Any authoritarian government with an interest in tech and crypto is sure to infect that technology with state-level spyware measures, tracking, and/or other anti-privacy measures as a means of hedging its bet on its own citizens. And that brings us full circle back to war and crypto.
War And Crypto
There are may articles online discussing the war between Russia and Ukraine as it relates to crypto, using plenty of historic comparisons to how gold was used as an investment during the last two World Wars as a barometer of what may happen with cryptocurrency going forward.
But looking to those conflicts and societies of decades past could be a mistake if you’re trying to read the “tea leaves of history”.

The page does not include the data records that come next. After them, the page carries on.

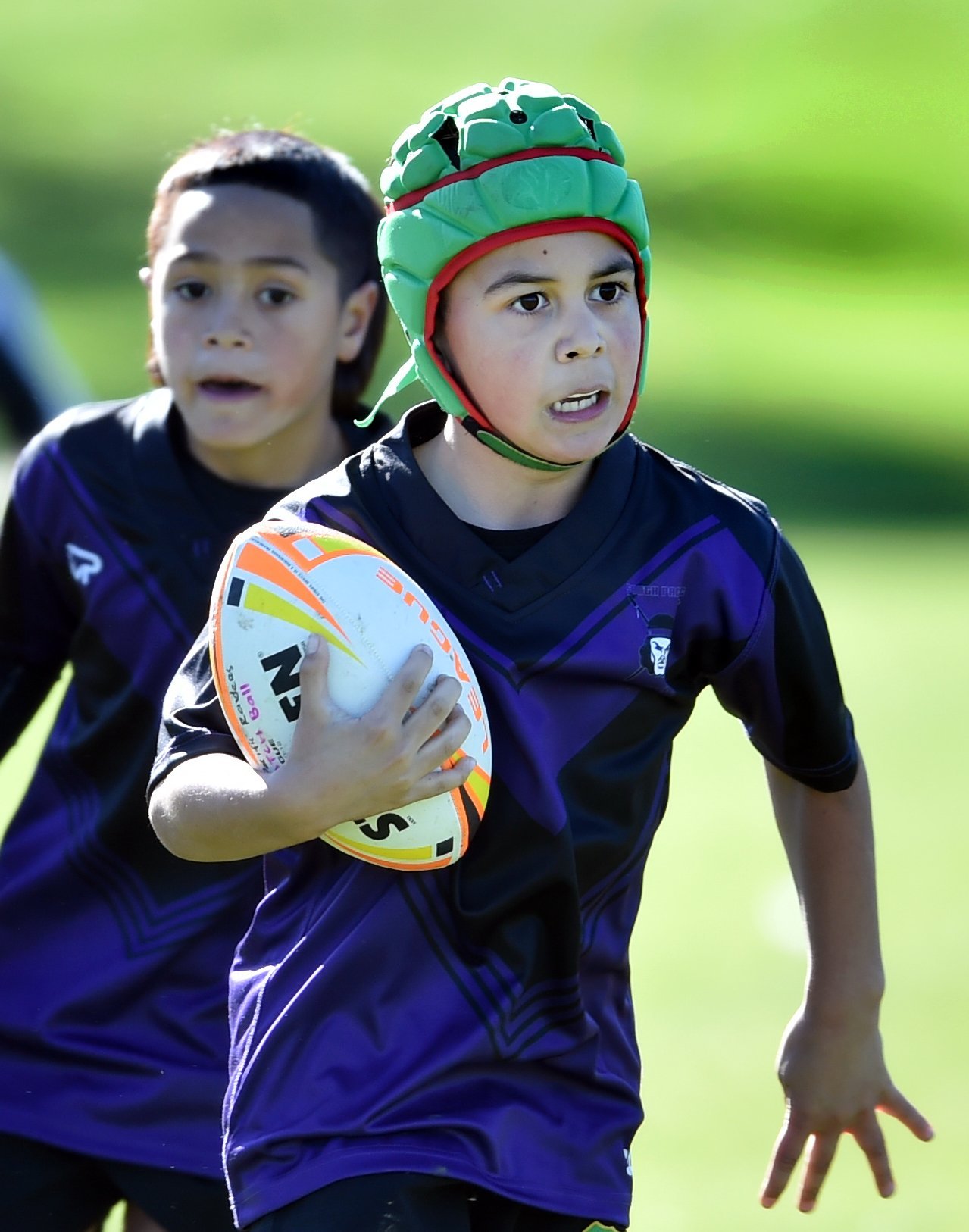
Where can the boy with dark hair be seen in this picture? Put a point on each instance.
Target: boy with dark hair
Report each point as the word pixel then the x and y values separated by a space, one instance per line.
pixel 456 1050
pixel 266 318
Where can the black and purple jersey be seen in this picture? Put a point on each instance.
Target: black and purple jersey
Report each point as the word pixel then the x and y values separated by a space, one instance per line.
pixel 114 954
pixel 477 1021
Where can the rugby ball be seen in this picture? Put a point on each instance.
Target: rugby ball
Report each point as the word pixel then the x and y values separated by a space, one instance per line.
pixel 280 583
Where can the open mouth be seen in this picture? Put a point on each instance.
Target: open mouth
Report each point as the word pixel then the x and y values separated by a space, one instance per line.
pixel 228 387
pixel 579 402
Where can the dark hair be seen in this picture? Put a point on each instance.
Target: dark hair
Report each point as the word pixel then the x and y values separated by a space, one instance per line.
pixel 345 217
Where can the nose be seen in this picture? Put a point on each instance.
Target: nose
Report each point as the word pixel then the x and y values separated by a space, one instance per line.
pixel 580 336
pixel 230 336
pixel 227 328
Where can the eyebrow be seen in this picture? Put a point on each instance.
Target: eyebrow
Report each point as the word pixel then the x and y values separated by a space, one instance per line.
pixel 205 258
pixel 516 277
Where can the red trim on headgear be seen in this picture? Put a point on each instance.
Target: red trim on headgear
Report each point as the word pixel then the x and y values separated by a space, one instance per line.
pixel 514 236
pixel 411 199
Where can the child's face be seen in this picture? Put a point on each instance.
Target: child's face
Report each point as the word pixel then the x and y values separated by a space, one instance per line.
pixel 545 336
pixel 248 327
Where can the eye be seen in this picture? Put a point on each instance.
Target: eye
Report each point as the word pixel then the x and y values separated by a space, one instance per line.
pixel 608 292
pixel 276 296
pixel 531 302
pixel 191 289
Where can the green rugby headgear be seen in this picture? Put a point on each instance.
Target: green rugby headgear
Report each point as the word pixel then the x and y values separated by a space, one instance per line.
pixel 486 167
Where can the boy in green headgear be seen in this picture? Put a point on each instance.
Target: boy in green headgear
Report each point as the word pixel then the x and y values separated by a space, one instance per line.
pixel 456 1050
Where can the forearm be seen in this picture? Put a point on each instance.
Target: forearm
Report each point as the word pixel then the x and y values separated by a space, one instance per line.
pixel 218 807
pixel 830 846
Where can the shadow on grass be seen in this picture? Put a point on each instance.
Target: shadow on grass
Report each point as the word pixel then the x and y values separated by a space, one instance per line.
pixel 819 477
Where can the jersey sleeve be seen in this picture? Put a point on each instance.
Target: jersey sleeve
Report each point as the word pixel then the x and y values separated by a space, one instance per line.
pixel 192 720
pixel 36 620
pixel 785 684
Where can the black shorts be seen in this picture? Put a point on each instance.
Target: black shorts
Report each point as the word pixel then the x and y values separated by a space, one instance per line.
pixel 45 1189
pixel 410 1202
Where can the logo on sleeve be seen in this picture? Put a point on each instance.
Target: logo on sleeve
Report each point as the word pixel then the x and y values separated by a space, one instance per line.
pixel 83 564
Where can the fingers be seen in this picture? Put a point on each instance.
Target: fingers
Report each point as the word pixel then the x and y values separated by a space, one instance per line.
pixel 868 1135
pixel 898 1105
pixel 783 1159
pixel 399 696
pixel 313 688
pixel 821 1153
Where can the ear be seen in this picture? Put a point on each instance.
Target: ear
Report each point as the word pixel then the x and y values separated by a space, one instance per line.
pixel 355 321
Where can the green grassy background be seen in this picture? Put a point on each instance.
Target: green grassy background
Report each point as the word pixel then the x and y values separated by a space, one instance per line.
pixel 805 169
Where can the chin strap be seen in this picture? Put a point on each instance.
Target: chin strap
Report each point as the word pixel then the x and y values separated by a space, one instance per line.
pixel 484 433
pixel 404 376
pixel 499 444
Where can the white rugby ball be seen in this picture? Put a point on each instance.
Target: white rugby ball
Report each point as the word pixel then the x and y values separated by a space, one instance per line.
pixel 280 583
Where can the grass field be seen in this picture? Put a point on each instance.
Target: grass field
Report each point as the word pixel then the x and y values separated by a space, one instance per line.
pixel 807 184
pixel 717 954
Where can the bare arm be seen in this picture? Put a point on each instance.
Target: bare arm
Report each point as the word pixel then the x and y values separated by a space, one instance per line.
pixel 830 1065
pixel 218 807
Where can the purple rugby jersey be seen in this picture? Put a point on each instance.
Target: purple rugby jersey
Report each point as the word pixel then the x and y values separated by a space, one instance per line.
pixel 114 954
pixel 477 1021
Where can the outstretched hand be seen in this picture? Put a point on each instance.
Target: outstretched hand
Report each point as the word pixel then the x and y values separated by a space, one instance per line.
pixel 835 1080
pixel 341 768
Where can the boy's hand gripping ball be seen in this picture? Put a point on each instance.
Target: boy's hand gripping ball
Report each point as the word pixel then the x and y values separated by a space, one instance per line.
pixel 281 583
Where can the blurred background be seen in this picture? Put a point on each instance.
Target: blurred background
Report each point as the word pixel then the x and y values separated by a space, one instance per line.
pixel 805 167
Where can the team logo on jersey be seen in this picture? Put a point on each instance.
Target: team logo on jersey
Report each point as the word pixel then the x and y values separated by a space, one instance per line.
pixel 83 564
pixel 654 653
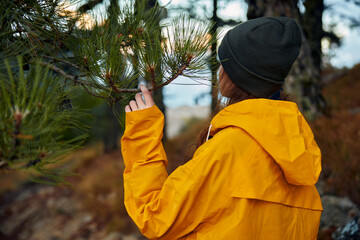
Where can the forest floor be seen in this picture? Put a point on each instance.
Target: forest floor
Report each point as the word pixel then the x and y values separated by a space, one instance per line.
pixel 92 208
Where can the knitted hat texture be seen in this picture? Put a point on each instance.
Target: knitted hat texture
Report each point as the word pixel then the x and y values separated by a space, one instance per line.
pixel 258 54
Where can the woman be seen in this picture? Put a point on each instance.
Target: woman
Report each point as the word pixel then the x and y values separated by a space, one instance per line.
pixel 254 175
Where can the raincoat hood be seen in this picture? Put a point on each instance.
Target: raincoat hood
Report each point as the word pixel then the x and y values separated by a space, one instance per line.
pixel 281 130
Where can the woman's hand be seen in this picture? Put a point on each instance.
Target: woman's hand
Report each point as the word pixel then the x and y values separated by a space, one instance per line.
pixel 139 103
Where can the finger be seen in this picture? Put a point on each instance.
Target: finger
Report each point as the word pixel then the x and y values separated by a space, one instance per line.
pixel 139 101
pixel 149 101
pixel 127 108
pixel 133 105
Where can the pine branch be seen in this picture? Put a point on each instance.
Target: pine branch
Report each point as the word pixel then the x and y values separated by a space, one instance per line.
pixel 172 78
pixel 74 78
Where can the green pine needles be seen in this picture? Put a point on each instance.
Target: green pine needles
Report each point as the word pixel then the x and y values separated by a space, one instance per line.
pixel 35 110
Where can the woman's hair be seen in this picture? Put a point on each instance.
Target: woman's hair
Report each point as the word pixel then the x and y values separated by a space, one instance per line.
pixel 236 95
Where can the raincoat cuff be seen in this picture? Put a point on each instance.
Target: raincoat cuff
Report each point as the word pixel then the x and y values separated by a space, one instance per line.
pixel 141 141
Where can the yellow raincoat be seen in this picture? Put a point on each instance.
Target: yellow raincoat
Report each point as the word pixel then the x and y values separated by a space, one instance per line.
pixel 254 179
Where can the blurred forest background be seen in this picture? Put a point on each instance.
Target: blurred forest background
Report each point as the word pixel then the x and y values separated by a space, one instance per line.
pixel 85 199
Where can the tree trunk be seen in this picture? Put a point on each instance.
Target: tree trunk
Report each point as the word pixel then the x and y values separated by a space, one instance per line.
pixel 214 65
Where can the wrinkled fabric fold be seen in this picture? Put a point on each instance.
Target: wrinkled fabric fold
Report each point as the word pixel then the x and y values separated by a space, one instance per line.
pixel 236 186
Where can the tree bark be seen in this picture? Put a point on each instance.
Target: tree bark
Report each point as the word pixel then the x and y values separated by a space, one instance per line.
pixel 304 79
pixel 214 65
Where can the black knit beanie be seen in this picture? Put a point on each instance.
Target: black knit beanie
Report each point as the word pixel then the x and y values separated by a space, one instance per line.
pixel 258 54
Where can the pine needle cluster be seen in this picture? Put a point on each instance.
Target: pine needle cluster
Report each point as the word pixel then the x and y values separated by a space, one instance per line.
pixel 60 51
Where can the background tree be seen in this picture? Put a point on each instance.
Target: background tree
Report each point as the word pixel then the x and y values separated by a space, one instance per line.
pixel 304 80
pixel 104 59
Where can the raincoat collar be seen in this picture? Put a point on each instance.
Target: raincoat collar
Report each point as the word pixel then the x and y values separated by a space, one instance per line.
pixel 281 130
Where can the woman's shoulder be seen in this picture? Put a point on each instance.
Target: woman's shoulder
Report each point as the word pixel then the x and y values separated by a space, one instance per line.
pixel 233 140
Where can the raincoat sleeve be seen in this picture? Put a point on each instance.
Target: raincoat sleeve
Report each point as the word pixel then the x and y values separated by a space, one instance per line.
pixel 162 206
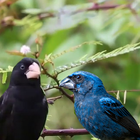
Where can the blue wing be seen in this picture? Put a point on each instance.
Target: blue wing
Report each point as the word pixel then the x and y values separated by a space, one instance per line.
pixel 118 113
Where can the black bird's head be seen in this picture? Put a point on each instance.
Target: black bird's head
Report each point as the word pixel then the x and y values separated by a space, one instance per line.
pixel 81 83
pixel 26 72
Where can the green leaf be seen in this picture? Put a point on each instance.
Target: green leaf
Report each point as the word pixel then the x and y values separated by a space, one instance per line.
pixel 99 56
pixel 4 77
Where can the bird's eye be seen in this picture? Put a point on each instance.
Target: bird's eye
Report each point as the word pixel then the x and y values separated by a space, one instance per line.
pixel 78 77
pixel 22 67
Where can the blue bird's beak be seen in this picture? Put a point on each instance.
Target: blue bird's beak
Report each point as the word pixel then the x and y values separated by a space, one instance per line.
pixel 67 83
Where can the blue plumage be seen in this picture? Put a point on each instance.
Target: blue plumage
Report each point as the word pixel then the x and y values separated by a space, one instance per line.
pixel 99 112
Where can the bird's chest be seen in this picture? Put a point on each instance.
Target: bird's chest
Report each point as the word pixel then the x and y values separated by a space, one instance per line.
pixel 28 101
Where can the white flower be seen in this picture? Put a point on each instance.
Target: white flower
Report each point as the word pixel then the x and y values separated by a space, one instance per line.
pixel 25 49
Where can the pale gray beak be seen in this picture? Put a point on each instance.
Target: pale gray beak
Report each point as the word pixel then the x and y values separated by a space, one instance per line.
pixel 67 83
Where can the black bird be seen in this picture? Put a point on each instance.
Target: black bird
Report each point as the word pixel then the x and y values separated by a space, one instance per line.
pixel 23 106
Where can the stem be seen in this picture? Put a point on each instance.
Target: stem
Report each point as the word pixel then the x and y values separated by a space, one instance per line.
pixel 59 88
pixel 60 132
pixel 115 91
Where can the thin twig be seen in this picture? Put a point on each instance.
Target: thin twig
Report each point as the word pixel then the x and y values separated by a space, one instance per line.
pixel 115 91
pixel 53 99
pixel 60 132
pixel 60 89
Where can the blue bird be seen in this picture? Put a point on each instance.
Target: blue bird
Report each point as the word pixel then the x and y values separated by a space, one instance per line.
pixel 99 112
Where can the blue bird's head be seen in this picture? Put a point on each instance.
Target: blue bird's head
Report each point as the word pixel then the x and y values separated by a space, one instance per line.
pixel 81 83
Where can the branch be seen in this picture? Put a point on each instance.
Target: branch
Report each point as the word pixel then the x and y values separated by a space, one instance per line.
pixel 59 132
pixel 95 7
pixel 53 99
pixel 60 89
pixel 115 91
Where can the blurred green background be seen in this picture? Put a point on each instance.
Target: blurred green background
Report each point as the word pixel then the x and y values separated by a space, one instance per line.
pixel 63 24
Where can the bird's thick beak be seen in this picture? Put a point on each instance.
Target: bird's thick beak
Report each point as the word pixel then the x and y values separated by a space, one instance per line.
pixel 67 83
pixel 33 71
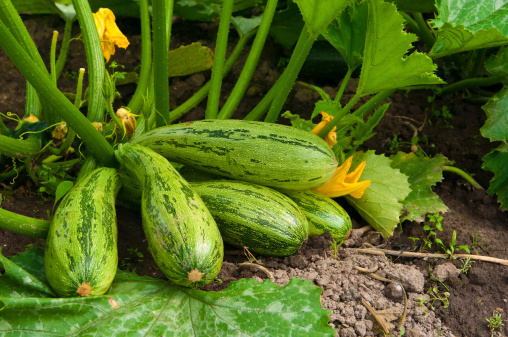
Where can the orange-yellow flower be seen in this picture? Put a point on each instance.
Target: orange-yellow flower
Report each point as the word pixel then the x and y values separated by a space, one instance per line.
pixel 343 183
pixel 331 137
pixel 109 33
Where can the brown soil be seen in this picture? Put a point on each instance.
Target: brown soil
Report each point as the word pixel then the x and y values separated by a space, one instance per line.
pixel 472 213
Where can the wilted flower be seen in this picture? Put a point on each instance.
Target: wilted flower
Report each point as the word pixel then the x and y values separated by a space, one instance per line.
pixel 31 119
pixel 331 137
pixel 109 33
pixel 128 120
pixel 343 183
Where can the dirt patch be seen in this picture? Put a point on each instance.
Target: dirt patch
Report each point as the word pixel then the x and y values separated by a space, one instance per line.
pixel 472 213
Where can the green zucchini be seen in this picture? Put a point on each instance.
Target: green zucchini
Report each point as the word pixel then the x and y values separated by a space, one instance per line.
pixel 253 216
pixel 263 153
pixel 81 254
pixel 182 235
pixel 324 214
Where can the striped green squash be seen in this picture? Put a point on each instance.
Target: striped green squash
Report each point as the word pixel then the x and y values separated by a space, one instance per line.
pixel 324 214
pixel 263 153
pixel 253 216
pixel 183 237
pixel 81 255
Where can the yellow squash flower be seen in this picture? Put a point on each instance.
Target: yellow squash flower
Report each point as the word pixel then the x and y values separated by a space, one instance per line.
pixel 343 183
pixel 331 137
pixel 109 33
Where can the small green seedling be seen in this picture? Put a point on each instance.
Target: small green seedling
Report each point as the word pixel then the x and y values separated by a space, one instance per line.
pixel 452 246
pixel 495 321
pixel 435 296
pixel 335 244
pixel 467 264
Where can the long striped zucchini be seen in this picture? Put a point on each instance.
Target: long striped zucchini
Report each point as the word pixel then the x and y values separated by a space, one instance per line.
pixel 263 153
pixel 253 216
pixel 81 255
pixel 183 237
pixel 324 214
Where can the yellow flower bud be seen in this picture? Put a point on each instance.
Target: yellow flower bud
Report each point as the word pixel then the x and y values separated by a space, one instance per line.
pixel 343 183
pixel 109 33
pixel 98 126
pixel 128 120
pixel 60 131
pixel 331 137
pixel 31 119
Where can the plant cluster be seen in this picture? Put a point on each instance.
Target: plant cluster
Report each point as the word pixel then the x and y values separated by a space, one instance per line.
pixel 57 133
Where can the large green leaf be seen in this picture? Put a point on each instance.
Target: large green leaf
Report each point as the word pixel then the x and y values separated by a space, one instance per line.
pixel 318 14
pixel 497 162
pixel 381 204
pixel 347 33
pixel 385 64
pixel 496 126
pixel 423 173
pixel 470 24
pixel 144 306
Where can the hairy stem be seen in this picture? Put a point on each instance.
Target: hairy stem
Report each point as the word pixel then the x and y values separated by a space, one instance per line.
pixel 212 107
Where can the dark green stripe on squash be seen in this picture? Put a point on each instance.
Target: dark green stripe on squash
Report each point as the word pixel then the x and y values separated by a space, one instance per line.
pixel 263 153
pixel 183 237
pixel 81 255
pixel 324 214
pixel 253 216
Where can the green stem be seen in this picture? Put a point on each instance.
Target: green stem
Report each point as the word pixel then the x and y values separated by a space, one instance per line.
pixel 21 224
pixel 146 59
pixel 64 48
pixel 425 34
pixel 464 175
pixel 56 100
pixel 19 148
pixel 302 49
pixel 361 112
pixel 14 172
pixel 212 107
pixel 10 17
pixel 52 57
pixel 160 9
pixel 478 62
pixel 94 60
pixel 343 85
pixel 250 64
pixel 201 94
pixel 471 83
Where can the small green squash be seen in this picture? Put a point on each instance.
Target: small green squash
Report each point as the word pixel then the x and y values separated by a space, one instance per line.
pixel 81 255
pixel 182 235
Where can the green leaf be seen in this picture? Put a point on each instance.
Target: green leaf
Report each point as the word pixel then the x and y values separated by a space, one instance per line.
pixel 347 33
pixel 189 59
pixel 143 306
pixel 298 122
pixel 318 14
pixel 422 6
pixel 497 162
pixel 18 282
pixel 423 173
pixel 472 24
pixel 498 63
pixel 246 25
pixel 363 131
pixel 385 65
pixel 381 204
pixel 286 26
pixel 496 126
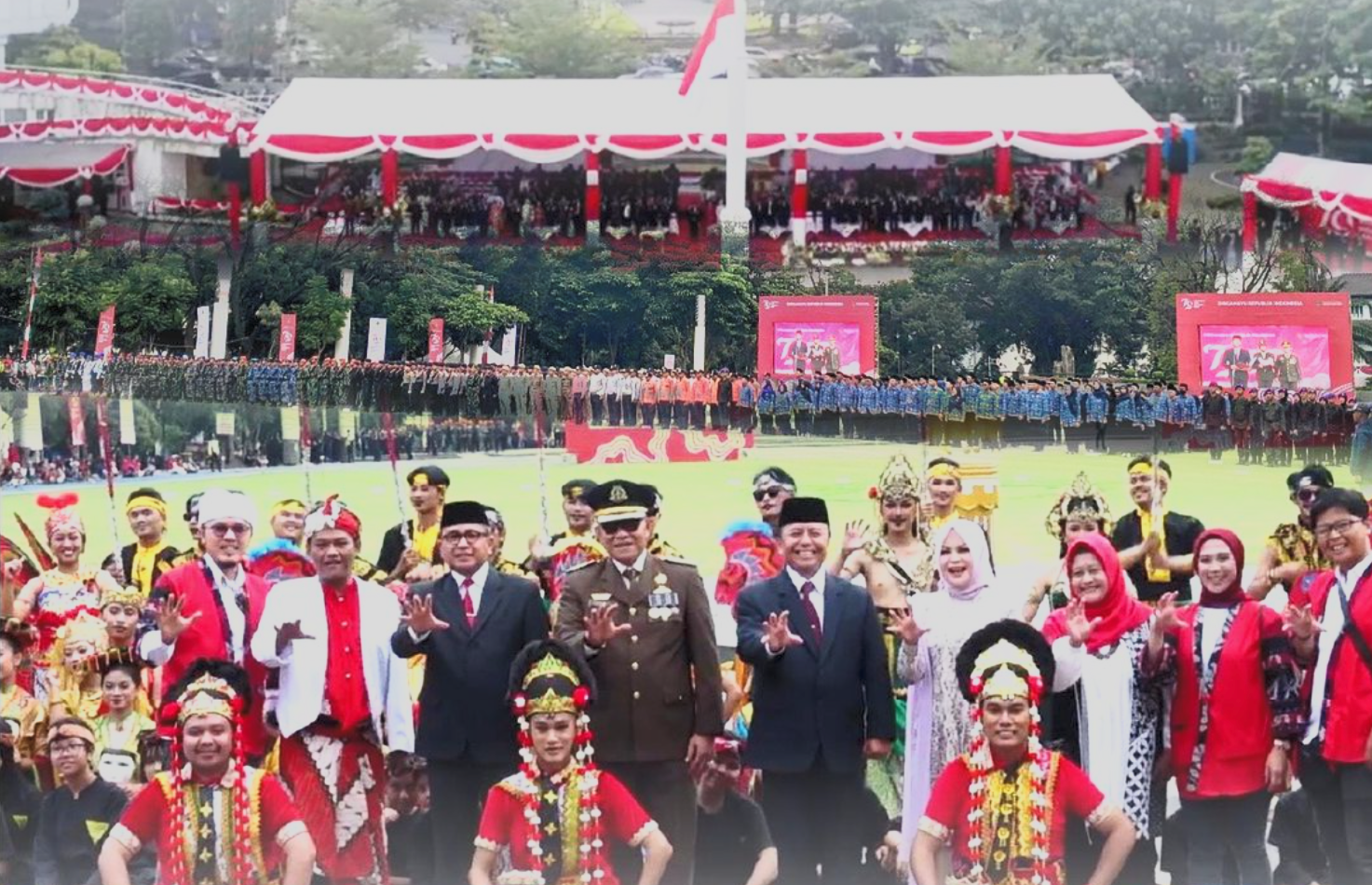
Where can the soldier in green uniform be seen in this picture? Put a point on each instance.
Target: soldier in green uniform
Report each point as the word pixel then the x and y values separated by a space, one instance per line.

Instead, what pundits and technology writers ought to be doing is looking forward with the understanding that the most likely end result of the war on Russia from a crypto perspective? That thanks to the sanctions on Russia and that nation’s attempts to side step them, more international scrutiny and regulation of cryptocurrency is coming.
If you don’t believe that, you are invited to consider the last time a major game-changing technology was developed and deployed by a country where no prior regulation or even understanding of the technology existed.
The new tech was unveiled to the public on two occasions, and ever since there has been a very strong international interest in regulating and controlling that technology for the protection of all involved.
We’re talking about the technology developed in the 1940s that led to the use of the atomic bomb in the war in the Pacific. No, cryptocurrency does not have the same destructive potential nor does it pose the same kind of existential threat to the entire globe.
But the level of international scrutiny on crypto leads some thinkers to believe that an international consensus on virtual currencies may not be far behind the end of the war in Ukraine, whenever that may be.